The Use and Operate phase – The space continuously meets the needs of residents/users
How the building is use is today one of the main concerns from the socio-economic perspective. We have indeed noticed that buildings themselves are used in a very inefficient ways and differently from country to country. Let us look at schools, public buildings for their long non-operational stands, but also at private buildings that are asking for energy provisions also when this is not necessary or socially useful. The main topics for this phase are:
· Recover water and energy with modern and historical/cultural technology and design;
· Implement, incentivise and encourage users to achieve high rates of product reuse and recycling;
· Strive to increase proportion of purchased renewable energy whilst phasing out fossil fuels;
· Implement ongoing energy efficiency strategy;
· Measure energy efficiency continuously;
· Implement use arrangements that meets needs without individual ownership (i.e. shared office, laundry, conference spaces, etc.);
· Implement fees for service arrangements that reduce materials inputs and incentivise longevity such as paying for light rather than electricity for lighting, copying services rather than copiers, flooring service rather than owning carpeting;
· Promote and incorporate local and regional agriculture;
· Ensure public access to greenspace and other spaces;
· Create habitats for animals and insects (thus enabling a more ecosystemic utility);
· Improve users quality of life;
· Improve land through pollutant remediation and/or increasing nutrients in soil;
· Improve users low carbon mobility options;
· Measure health impacts e.g. indoor quality;
· Provide facilities for easy collection of recyclable materials and biomass for compost
The Repurpose and Demolition phase – construction, rehabilitation, adaptation.
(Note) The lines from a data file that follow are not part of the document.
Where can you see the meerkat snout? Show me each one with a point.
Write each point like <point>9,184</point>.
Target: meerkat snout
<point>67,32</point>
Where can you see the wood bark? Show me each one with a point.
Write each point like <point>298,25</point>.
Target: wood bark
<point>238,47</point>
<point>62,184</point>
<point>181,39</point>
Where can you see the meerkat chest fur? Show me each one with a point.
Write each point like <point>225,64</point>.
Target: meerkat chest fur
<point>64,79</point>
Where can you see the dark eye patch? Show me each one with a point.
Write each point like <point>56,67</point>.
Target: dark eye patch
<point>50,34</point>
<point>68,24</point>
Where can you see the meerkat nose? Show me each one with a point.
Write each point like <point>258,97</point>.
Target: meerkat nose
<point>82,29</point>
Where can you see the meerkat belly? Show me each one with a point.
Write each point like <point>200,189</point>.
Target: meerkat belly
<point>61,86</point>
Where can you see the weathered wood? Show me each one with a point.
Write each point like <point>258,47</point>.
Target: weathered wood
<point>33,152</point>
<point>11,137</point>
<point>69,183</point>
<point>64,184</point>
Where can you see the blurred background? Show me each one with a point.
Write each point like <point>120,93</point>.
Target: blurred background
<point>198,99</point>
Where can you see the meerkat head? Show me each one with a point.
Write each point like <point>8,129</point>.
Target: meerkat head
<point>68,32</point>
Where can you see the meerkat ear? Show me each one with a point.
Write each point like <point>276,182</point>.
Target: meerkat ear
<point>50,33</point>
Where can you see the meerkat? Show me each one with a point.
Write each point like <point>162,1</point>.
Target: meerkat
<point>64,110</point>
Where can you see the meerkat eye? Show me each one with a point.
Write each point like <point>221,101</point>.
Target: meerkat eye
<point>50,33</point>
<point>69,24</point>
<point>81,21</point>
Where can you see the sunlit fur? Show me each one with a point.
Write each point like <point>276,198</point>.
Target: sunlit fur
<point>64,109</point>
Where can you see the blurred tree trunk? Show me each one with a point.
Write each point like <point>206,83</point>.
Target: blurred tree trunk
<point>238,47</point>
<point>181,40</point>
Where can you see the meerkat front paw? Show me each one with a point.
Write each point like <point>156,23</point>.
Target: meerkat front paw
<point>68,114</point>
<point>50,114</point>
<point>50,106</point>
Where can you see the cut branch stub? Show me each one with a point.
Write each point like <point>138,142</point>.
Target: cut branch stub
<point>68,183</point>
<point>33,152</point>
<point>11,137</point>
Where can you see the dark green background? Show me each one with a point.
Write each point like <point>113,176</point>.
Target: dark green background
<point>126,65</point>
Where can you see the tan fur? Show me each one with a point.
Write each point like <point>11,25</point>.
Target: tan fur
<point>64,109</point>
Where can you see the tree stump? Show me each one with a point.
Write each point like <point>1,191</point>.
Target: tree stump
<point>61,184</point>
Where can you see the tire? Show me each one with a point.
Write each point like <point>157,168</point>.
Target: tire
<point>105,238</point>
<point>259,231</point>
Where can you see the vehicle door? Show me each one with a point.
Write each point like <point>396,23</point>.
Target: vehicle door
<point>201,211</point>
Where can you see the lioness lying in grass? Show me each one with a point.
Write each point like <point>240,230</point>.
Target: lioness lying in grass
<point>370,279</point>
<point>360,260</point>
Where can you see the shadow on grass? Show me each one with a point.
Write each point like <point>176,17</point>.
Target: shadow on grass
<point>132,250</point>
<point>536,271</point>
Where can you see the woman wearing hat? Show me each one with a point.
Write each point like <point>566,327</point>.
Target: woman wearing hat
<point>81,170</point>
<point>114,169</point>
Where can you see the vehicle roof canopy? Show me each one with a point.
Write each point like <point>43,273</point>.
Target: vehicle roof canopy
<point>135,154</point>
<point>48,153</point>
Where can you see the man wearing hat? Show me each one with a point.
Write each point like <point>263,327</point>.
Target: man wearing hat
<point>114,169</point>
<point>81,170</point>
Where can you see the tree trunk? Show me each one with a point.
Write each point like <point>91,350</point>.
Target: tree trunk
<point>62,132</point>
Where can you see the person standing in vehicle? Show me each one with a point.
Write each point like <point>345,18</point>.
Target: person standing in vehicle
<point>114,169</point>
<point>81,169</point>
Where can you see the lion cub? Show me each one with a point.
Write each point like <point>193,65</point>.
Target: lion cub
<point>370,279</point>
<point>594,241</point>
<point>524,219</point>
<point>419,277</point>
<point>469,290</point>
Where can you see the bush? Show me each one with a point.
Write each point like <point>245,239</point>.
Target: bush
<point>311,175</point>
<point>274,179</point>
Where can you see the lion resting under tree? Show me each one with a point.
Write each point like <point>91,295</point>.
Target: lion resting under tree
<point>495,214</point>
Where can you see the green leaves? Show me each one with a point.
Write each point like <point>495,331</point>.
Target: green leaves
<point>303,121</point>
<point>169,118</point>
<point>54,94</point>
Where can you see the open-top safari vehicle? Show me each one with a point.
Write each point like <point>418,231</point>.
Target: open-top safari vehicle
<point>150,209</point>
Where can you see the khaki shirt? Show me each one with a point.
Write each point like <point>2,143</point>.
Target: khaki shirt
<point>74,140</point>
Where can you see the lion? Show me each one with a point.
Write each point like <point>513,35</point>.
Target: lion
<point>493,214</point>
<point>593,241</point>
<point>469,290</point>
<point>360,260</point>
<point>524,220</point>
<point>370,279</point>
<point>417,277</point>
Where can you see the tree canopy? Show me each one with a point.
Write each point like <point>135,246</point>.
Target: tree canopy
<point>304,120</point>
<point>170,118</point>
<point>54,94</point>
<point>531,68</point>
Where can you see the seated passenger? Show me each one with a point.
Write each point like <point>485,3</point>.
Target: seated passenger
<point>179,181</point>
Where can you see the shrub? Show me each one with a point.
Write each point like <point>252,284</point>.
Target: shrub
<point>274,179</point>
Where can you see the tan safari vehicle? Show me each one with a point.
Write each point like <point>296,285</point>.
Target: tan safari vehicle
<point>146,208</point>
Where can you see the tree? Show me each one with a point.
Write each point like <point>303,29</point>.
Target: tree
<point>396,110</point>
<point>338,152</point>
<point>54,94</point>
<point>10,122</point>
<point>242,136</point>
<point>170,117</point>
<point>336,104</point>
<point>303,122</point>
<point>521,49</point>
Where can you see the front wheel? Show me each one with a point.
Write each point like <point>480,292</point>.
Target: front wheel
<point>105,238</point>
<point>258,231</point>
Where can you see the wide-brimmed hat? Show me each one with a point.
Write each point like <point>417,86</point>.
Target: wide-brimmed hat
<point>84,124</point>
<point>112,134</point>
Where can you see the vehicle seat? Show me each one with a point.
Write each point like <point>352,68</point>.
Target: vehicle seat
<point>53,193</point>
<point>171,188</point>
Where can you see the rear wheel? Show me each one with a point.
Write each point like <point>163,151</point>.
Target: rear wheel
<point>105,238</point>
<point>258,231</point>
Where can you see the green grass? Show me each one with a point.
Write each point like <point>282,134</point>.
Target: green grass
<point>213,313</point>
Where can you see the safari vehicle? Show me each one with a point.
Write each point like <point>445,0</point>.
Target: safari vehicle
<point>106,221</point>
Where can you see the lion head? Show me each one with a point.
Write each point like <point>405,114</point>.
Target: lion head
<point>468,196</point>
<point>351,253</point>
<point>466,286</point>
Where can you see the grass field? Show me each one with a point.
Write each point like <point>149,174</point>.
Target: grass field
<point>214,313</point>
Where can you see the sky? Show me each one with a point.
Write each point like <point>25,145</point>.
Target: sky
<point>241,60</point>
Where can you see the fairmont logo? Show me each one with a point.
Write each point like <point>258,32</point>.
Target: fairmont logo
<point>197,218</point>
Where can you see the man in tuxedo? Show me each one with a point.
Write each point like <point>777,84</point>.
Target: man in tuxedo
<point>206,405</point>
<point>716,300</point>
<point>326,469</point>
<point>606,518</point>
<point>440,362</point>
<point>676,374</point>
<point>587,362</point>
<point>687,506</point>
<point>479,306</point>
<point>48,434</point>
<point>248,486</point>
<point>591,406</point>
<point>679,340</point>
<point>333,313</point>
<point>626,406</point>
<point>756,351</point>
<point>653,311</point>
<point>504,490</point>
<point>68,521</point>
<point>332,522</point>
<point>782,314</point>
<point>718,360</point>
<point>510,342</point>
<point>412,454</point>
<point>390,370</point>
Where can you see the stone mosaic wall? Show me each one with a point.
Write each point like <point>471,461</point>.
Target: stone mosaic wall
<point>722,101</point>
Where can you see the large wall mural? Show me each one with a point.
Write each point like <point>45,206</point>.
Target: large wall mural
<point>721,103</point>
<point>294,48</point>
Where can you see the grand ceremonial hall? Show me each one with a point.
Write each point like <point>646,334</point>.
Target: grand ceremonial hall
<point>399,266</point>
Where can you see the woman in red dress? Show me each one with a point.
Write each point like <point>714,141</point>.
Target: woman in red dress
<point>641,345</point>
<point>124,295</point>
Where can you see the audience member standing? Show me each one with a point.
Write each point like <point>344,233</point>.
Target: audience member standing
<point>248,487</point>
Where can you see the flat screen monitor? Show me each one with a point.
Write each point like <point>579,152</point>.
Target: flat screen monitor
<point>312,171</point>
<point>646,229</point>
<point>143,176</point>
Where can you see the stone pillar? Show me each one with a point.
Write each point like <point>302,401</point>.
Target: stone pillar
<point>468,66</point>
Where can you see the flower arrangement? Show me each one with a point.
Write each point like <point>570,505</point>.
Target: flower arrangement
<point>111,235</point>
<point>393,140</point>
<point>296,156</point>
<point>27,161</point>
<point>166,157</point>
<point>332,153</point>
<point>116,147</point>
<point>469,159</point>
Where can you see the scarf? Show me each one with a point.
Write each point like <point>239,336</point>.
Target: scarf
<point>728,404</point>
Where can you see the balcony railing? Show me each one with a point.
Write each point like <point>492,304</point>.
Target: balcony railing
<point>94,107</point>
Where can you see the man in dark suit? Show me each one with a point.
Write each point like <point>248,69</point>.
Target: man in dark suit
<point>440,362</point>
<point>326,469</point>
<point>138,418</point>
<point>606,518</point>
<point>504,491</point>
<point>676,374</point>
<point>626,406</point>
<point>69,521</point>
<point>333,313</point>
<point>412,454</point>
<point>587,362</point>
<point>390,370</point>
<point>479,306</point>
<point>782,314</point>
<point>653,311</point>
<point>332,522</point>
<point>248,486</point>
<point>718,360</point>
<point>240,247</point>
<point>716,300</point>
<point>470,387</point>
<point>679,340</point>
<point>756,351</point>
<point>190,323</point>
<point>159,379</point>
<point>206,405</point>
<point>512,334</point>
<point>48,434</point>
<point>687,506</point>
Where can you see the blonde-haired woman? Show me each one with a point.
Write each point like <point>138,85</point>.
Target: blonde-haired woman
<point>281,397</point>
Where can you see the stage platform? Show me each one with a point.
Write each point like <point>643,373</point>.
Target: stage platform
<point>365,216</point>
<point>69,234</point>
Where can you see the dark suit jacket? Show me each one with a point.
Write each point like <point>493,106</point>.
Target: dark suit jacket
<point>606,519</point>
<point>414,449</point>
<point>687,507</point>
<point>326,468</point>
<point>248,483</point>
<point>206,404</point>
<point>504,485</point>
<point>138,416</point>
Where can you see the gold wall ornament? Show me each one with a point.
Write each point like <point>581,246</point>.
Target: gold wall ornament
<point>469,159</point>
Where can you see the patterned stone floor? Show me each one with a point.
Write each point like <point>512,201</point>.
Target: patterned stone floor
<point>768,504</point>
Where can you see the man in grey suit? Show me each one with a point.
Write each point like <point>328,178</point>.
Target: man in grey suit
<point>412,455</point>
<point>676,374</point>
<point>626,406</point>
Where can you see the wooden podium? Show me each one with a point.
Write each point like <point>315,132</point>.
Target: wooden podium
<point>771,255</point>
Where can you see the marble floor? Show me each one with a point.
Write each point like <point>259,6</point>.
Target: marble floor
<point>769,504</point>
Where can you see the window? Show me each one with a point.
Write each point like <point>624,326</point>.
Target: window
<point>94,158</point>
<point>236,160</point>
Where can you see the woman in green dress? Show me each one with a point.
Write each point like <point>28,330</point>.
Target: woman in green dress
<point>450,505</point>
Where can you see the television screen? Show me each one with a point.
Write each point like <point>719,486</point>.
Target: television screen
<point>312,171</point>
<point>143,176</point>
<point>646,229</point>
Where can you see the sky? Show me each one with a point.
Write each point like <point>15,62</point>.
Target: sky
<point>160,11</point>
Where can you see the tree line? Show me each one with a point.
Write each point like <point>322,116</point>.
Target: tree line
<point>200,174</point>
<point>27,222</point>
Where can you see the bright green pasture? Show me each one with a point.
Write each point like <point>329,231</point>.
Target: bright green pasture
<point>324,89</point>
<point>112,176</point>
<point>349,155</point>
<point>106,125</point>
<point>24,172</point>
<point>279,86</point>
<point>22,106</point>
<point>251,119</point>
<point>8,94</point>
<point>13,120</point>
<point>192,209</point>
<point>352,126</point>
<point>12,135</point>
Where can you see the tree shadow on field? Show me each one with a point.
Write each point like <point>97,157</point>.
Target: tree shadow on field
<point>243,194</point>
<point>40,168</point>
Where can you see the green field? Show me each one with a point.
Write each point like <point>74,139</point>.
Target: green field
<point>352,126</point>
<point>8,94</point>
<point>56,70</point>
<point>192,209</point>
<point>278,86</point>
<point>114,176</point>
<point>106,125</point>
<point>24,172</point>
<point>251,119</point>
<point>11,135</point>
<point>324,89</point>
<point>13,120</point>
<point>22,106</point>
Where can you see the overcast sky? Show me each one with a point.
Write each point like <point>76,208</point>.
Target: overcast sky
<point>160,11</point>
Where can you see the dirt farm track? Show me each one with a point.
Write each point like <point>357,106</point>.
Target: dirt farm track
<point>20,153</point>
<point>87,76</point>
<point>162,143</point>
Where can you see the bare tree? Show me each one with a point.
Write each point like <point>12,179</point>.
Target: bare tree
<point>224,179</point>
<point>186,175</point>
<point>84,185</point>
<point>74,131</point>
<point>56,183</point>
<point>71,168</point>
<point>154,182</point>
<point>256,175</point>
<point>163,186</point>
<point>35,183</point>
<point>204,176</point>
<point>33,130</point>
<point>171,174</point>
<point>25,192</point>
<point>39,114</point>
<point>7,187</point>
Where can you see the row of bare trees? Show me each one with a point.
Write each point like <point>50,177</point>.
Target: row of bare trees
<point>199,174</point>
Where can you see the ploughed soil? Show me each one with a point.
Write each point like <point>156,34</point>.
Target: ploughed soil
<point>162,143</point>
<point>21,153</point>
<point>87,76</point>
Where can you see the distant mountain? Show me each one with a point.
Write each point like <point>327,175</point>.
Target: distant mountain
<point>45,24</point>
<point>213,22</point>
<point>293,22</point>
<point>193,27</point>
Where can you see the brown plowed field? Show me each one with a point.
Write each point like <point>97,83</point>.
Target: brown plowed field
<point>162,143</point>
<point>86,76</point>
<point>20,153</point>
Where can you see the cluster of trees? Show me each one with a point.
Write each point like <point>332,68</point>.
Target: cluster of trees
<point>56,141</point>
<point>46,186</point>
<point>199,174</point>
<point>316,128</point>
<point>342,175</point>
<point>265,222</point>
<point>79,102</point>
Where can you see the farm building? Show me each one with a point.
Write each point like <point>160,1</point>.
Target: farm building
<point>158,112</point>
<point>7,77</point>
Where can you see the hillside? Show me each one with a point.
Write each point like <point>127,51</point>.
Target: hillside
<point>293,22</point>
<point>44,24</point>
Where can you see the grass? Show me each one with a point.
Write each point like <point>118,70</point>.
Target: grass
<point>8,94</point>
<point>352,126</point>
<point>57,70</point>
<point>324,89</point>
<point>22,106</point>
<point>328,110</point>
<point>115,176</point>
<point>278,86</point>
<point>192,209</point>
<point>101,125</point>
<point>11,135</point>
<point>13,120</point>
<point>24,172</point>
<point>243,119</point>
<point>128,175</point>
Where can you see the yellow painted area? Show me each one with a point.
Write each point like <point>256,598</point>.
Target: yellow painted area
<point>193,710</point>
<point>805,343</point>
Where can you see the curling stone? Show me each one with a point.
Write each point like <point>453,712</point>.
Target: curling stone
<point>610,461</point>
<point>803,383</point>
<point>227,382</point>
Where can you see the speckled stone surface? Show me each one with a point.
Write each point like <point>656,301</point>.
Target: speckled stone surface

This phase refers to the ending part of a building life and the decisions taken about its demolition, recovery, upscaling. The main topics to reflect on are:
· Evaluate options for transformation and adaptive reuse;
· Implement materials passports to facilitate reuse;
· Communicate availability of a heritage site for adaptive reuse and/or rehabilitation;
· Implement dismantling and disassembly and recovery rather than complete demolition;
· Create new value chains from demolition wastes, e.g. gypsum to fertilize, lumber to wood flooring, reselling of furniture, reselling of building components such as doors, windows, sinks, WCs, etc.;
· Utilise materials for energy recover when no alternative to landfill.